Field experiments were conducted in grain sorghum at five locations in Kansas in 2009 and 2010, to evaluate the efficacy and crop safety of early- to mid-POST (EMPOST) and late-POST (LPOST) applications of premixed pyrasulfotole and bromoxynil (PYRA&BROM) in tank mix combinations with atrazine or atrazine plus 2,4-D ester or dicamba compared to bromoxynil plus atrazine. PYRA&BROM at 244 or 300 g ai ha−1 plus atrazine at 560 g ai ha−1 applied EMPOST controlled pigweed species (Palmer amaranth, tumble pigweed, and redroot pigweed), kochia, velvetleaf, common sunflower, ivyleaf morningglory, and common lambsquarters 93% or greater. Puncturevine control among three locations ranged from 85 to 99%. Control of most weed species was not improved by increasing PYRA&BROM rate from 244 to 300 g ha−1 or by tank mixing 2,4-D or dicamba with PYRA&BROM plus atrazine.
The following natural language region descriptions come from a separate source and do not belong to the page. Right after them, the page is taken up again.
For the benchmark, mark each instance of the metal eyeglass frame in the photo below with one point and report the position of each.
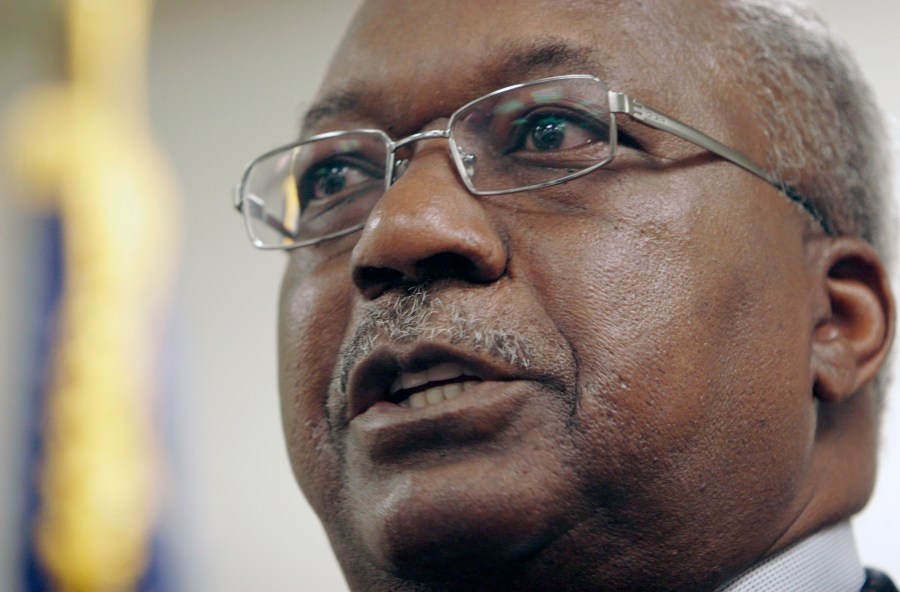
(618, 103)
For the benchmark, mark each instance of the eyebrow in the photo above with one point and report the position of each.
(515, 61)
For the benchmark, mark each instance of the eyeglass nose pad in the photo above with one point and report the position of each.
(400, 166)
(468, 161)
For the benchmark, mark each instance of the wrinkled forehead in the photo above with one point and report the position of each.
(404, 63)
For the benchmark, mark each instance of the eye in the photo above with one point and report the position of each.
(543, 131)
(332, 180)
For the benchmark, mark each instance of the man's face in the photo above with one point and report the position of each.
(630, 351)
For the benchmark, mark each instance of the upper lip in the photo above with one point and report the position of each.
(387, 370)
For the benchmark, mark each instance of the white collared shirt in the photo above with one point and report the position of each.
(825, 562)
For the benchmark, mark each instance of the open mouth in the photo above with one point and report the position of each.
(421, 377)
(443, 382)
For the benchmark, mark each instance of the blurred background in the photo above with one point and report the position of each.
(218, 82)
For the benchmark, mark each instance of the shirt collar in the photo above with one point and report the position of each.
(825, 561)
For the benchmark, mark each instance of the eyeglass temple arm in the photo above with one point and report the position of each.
(622, 103)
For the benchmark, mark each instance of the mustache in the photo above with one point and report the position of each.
(417, 316)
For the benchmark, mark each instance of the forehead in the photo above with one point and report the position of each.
(404, 63)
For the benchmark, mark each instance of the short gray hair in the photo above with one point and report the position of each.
(828, 137)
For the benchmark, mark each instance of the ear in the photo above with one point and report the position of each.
(854, 316)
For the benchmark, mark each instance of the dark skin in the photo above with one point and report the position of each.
(696, 397)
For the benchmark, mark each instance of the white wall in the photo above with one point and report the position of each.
(229, 79)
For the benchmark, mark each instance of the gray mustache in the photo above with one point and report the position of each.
(417, 316)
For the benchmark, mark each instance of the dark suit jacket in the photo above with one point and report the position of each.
(878, 582)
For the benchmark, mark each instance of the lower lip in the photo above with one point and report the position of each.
(388, 432)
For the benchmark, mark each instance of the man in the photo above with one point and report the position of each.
(551, 338)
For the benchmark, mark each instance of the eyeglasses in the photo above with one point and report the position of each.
(519, 138)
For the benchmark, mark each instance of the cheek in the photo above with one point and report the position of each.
(690, 365)
(313, 317)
However, ivyleaf morningglory control was improved at the LPOST timing by adding 2,4-D or dicamba at 140 g ae ha−1. In no instance did any PYRA&BROM treatment provide greater weed control than bromoxynil plus atrazine at 281 + 560 g ha−1 when applied EMPOST, but in most instances PYRA&BROM treatments were more effective than bromoxynil plus atrazine when applied LPOST. Generally, PYRA&BROM treatments were more effective when applied EMPOST than LPOST, especially when 2,4-D or dicamba was added. PYRA&BROM plus atrazine treatments caused foliar bleaching in sorghum within 7 ± 3 d after treatment, but recovery was complete within 3 to 4 wk and grain yields were not reduced. Tank mixing dicamba with PYRA&BROM and atrazine occasionally reduced visible crop response compared to PYRA&BROM plus atrazine. Our results indicate that PYRA&BROM plus atrazine with or without 2,4-D or dicamba selectively controls several troublesome broadleaf weeds in grain sorghum. Foliar bleaching of sorghum leaves can occur but the symptoms are transient, and grain yields are not likely to be reduced.